Department of Passport (DoP)

Agency overview
- Formed: 26 January 2012
- Preceding agency: Passport Section under the Protocol Division of the Ministry;
- Jurisdiction: Nepal
- Headquarters: Tripureshwor, Kathmandu, Nepal
- Motto: "गुणस्तरीय, पारदर्शी एवं सेवाग्राहीमैत्री सेवा"
- Minister responsible: Shisir Khanal, Minister of Foreign Affairs;
- Agency executive: Tirtha Raj Aryal, Director General;
- Parent agency: Ministry of Foreign Affairs, Government of Nepal
- Website: https://nepalpassport.gov.np/

= Department of Passport (Nepal) =

Government agency of Nepal

The Department of Passport is a government agency of Nepal assigned with the responsibilities of issuing Passports to the Nepalese citizens and Travel Documents to the legally applicable persons under Ministry of Foreign Affairs.

==History==

Until 31 March 2010, Nepal still issued hand-written Passports.

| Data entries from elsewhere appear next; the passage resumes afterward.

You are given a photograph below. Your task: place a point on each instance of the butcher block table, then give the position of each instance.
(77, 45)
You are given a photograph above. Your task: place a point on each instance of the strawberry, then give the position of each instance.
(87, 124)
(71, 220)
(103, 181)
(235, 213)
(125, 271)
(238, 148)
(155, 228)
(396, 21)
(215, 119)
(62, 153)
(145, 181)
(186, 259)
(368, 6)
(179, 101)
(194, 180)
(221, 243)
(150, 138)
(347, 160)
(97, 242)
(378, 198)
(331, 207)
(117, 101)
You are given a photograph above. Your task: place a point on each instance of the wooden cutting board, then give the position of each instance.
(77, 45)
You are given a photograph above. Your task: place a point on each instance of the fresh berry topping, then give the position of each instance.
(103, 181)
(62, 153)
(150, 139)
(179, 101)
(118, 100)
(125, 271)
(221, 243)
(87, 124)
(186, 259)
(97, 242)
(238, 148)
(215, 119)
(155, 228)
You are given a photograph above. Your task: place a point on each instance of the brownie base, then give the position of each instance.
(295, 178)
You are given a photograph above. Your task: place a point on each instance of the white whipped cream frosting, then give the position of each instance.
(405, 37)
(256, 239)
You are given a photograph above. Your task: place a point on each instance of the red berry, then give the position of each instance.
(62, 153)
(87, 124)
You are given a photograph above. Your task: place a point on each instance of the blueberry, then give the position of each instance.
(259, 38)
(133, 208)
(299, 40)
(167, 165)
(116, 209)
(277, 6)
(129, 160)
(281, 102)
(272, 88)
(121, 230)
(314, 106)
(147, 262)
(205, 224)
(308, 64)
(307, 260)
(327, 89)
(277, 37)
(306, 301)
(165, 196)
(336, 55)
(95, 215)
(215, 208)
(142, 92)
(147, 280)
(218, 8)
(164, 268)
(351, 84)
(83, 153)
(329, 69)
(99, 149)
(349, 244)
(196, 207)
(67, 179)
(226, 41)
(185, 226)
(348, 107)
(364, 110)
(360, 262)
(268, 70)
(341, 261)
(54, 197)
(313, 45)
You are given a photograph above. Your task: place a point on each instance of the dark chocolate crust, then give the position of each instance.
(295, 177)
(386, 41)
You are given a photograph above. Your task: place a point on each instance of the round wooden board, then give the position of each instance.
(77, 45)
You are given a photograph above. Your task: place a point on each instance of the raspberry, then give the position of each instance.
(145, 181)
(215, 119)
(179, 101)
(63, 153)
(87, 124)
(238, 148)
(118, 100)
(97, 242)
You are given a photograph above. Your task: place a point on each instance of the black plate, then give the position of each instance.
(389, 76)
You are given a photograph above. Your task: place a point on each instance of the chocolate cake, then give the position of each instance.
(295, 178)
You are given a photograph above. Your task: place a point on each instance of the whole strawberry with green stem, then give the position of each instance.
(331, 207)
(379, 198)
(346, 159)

However, as a member of International Civil Aviation Organization, Nepal was obliged to issue machine-readable passports. The Central Passport Office stopped issuing hand-written passports on 31 March 2010 and had to be withdrawn from circulation as of November 2015. On 26 December 2010, the Office introduced machine-readable passports and issued them thereafter. As of 2021, Nepal began issuing E-passport to replace the Machine-readable passport.